Ho fatto ciò che ritenevo giusto

Ho fatto quello che credevo giusto.

«Pronto, Giusy, non posso parlare a lungo, stanno picchiando Luca!» Quelle parole esplosero come un fulmine a ciel sereno. Giusy si bloccò, stringendo il telefono con forza. Il cuore le batteva all’impazzata, l’adrenalina le invadeva il sangue. Non fece in tempo a fare una domanda che la linea cadde. Suo marito era uscito quella sera con un amico a bere una birra dopo il lavoro. Un normale venerdì, piani come sempre. Ma ora tutto era cambiato.

Giusy si precipitò alla porta, afferrò le chiavi e corse in strada. Mentre correva, chiamava ripetutamente Luca, ma lui non rispondeva. L’ansia cresceva ogni minuto che passava. Alla fine riuscì a contattare l’amico di Luca, testimone della scena.
«Che diavolo hai fatto, lasciandolo lì?!» urlò Giusy nel telefono, trattenendo a stento le lacrime. «Perché non l’hai aiutato?! Perché hai chiamato me e non la polizia?!»

L’amico cercò di giustificarsi, balbettando che aveva avuto paura e aveva preferito avvisare lei. La sua voce tremava, ma questo non fece che aumentare la rabbia di Giusy.
«Ti sei nascosto, vero? E mio marito è rimasto lì da solo! Hai idea di cosa hai combinato?!» continuò, senza dargli il tempo di parlare.

Si lanciò verso il luogo dell’aggressione, sperando di arrivare in tempo. Ma quando ci giunse, non c’era più nessuno. La volante della polizia aveva già portato via Luca, chissà dove. Giusy rimase sola in mezzo alla strada, annichilita da un senso di impotenza.

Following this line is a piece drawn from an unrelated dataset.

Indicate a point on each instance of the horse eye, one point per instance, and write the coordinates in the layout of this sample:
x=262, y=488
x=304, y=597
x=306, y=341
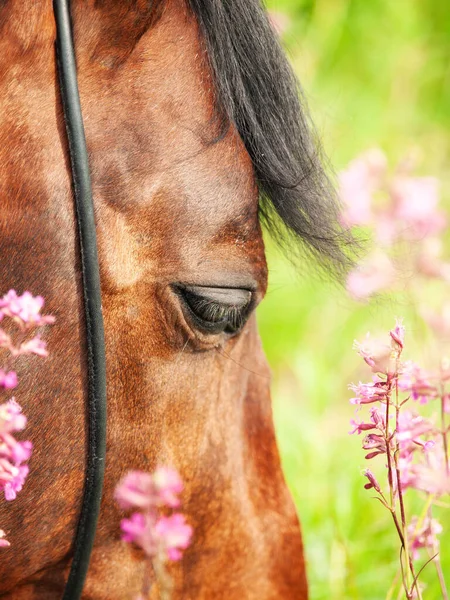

Il mattino dopo si recò alla stazione di polizia, dove scoprì che Luca era stato arrestato per «disturbo della quiete pubblica». Qualche passante aveva chiamato denunciando una rissa, ma nessuno aveva visto che gli aggressori erano dei teppisti, non Luca e il suo amico. La situazione era stata ribaltata, facendoli apparire come i colpevoli.

Giusy era furiosa. Provò a spiegare agli agenti che suo marito era stato vittima di un’aggressione, ma quelli si limitarono a scrollare le spalle. L’amico di Luca, che lei aveva cercato disperatamente la sera prima, era già a casa, tranquillo nel suo letto, senza preoccuparsi di nulla.

Dovette passare l’intera giornata a raccogliere prove e cercare testimoni. Finalmente, un passante confermò di aver visto Luca aggredito da più persone. Fu la prova decisiva per farlo rilasciare.

Quella sera, Giusy riuscì finalmente a riabbracciare Luca all’uscita della stazione. Era stanco, distrutto. Lo strinse forte, cercando di trasmettergli tutto il suo amore. Ma dentro di lei ribolliva ancora la rabbia. Non riusciva a perdonare la vigliaccheria dell’amico. Luca era stato fortunato a uscirne senza gravi conseguenze.

Luca chiamò l’amico:
«Come hai potuto stare a guardare mentre mi picchiavano?»
«Non lo so, Luca» rispose l’altro. «Ho avuto paura. Volevo aiutarti, ma non ce l’ho fatta. Sai che sono sempre stato un codardo. Quando ho visto quei ragazzi aggredirti, il mio primo pensiero è stato salvarmi. So che è terribile, ma è la verità.»
«Capisco» tagliò corto Luca, pensando: “Che amico sei…”

Più tardi, l’amico tentò più volte di spiegargli che la codardia non è una scelta, ma un tratto del carattere. Non ne era orgoglioso, ma non poteva cambiare. Aveva sempre evitato i conflitti, fuggito dai problemi, avuto paura di prendere decisioni. Quella notte era stata l’ennesima prova della sua debolezza. Era convinto che questo non avrebbe dovuto rovinare la loro amicizia. Bastava rifarsi una birra insieme, chiudere la questione.

Le scuse non servirono a nulla. Per Luca, quell’amicizia era finita.